En esto de gestionar recursos
escasos no hay nadie como una madre.
En estos últimos años, en nuestro
país, hemos experimentado un fenómeno que se ha ido desarrollando de forma
paralela al nacimiento y consolidación de nuestra democracia. Mientras que
todos los españoles nos congratulábamos por el ejemplar proceso consensuado de
instauración de la monarquía parlamentaria que consolidaba a nuestro país como
un país en desarrollo con instituciones preparadas para convertirse en país de
primera división, democrático y consolidador del estado del bienestar, se ha
dado un fenómeno paralelo de significativa importancia. La destrucción de la
familia.
Por absurdo que pueda parecerle a
determinados elementos defensores del hedonismo relativista extremo, se puede
afirmar que hasta para la gestión de lo público, la familia ha de ser un
referente.
A grandes rasgos, la humanidad,
hoy por hoy, tiene el problema de haber cambiado sus prioridades, sus ídolos.

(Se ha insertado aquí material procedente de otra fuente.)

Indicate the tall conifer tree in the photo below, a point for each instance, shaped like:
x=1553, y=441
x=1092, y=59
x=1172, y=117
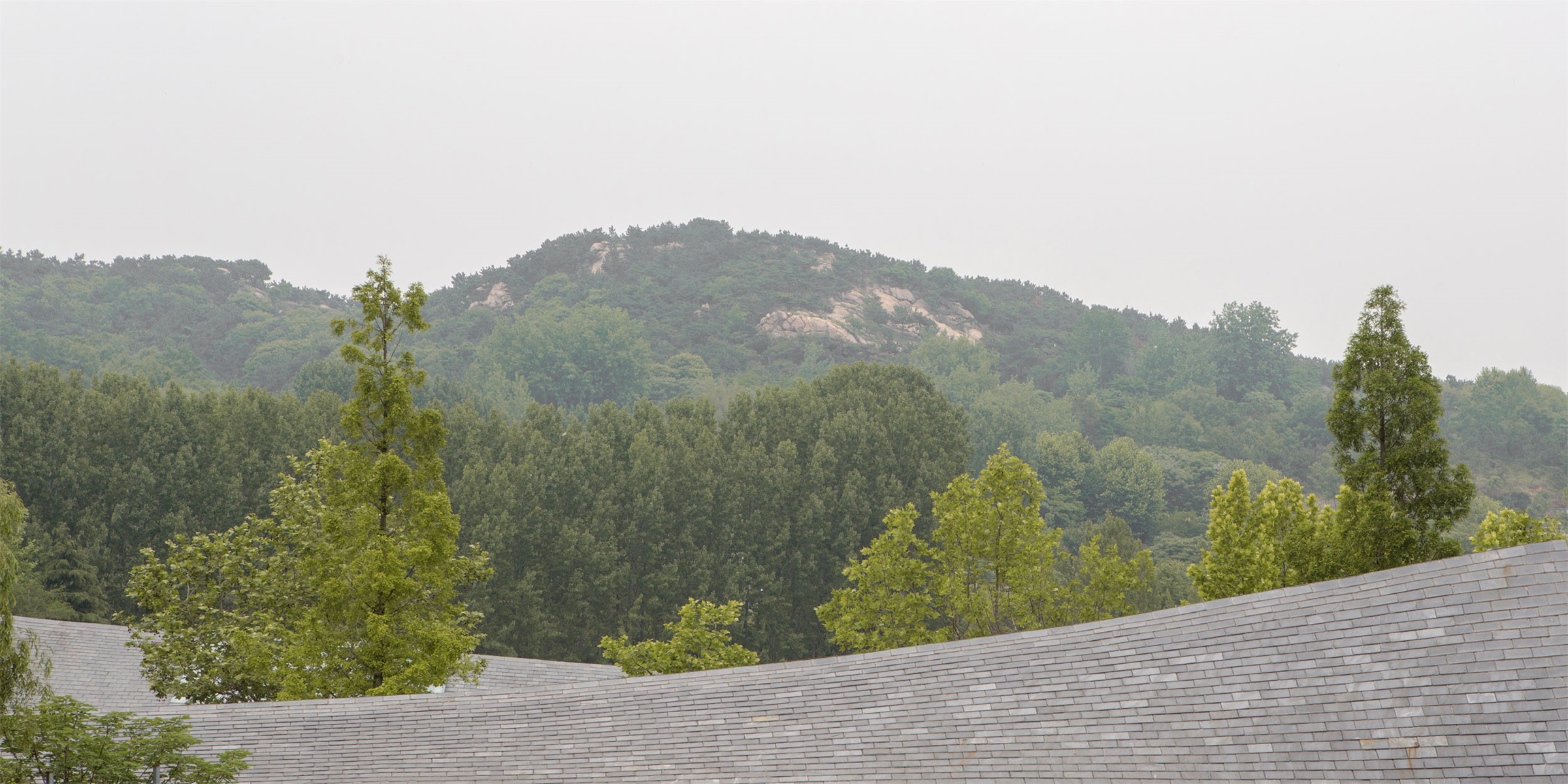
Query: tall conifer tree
x=1385, y=424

Hemos pasado, de procurar buscar cuantos recursos son necesarios para el
sostenimiento desarrollo y consolidación de la unidad familiar, es decir, del
“trabajo para formar una familia” “trabajo para que mi familia esté mejor” a
trabajar por acumular meramente riqueza, dinero por acumular dinero. El dinero
se ha convertido en nuestro nuevo Dios. Se pierden valores, valores que han
constituido la base del proyecto de Unión Europea, la base de un país, la base
de nuestro país. De ahí el desorbitado desarrollo de los mercados de capitales,
que si bien se debe considerar necesario por el efecto innovador referente para
el crecimiento generalizado, no debe justificarse por sí mismo, precisamente
porque detrás de todo ha de estar la consolidación precisamente, del bienestar
de las personas, de las familias.
Las finanzas no son el fin, sino
el medio y, tal y como dice el Catedrático de Filosofía del Derecho y Filosofíapolítica, emérito de la Universidad de Valencia, Jesús Ballesteros: “las finanzas están
al servicio de la economía real y, esta a su vez, al servicio del libre
desarrollo de la personalidad, lo cual reduce la mínimo los niveles de
desempleo”.
Como tampoco la administración
pública, debe considerarse el centro de toda actividad. La Administración
pública debe constituir un medio para facilitar a los individuos, libremente,
su desarrollo personal, económico y social y no debe constituirse como el fin
en sí mismo de su razón de ser. Porque no es lo mismo reducir un presupuesto
público que se entiende sobredimensionado, como premisa para, con una necesaria
y adecuada rebaja de impuestos, favorecer la creación de riqueza del sector
privado e incremento de nuestro bienestar, que amoldar el régimen impositivo
para que la administración pública pueda incrementar sus ingresos, a costa de
lo que sea, para seguir generando continuas y permanentes ineficiencias que
impiden la consecución de los necesarios grados de crecimiento que se han de
conseguir si, efectiva y realmente, se quiere crear empleo.
Quien no ha escuchado alguna vez
eso de: “si sólo cuesta…., total no vamos a salir de pobres”. Pues fíjense si
es importante la familia que cada vez que escucho expresiones de ese tipo,
automáticamente me vienen a la cabeza las palabras que a buen seguro todos
hemos escuchado alguna vez de nuestra madre: “quitando un poco de allí y otro
poco de allá al final se tiene para todo, sin lujos, pero para todo”. Lejos de
esto, se reducen sueldos a los empleados de la Administración pública para
poder seguir gastando en políticas que, sin duda alguna, generan externalidades
negativas netas en términos comparativos con las que sería capaz de generar el
propio mercado, cada uno de los ciudadanos por sí mismo, si dispusiera de mayor
renta en su bolsillo y tuviera como objetivo el bienestar de su familias.
Y confirmando que este artículo
versa sobre la importancia de las próximas elecciones al Parlamento Europeo,
concluyo con Margaret Thatcher: “Puede
que sea el gallo el que canta, pero es la gallina la que pone los huevos”.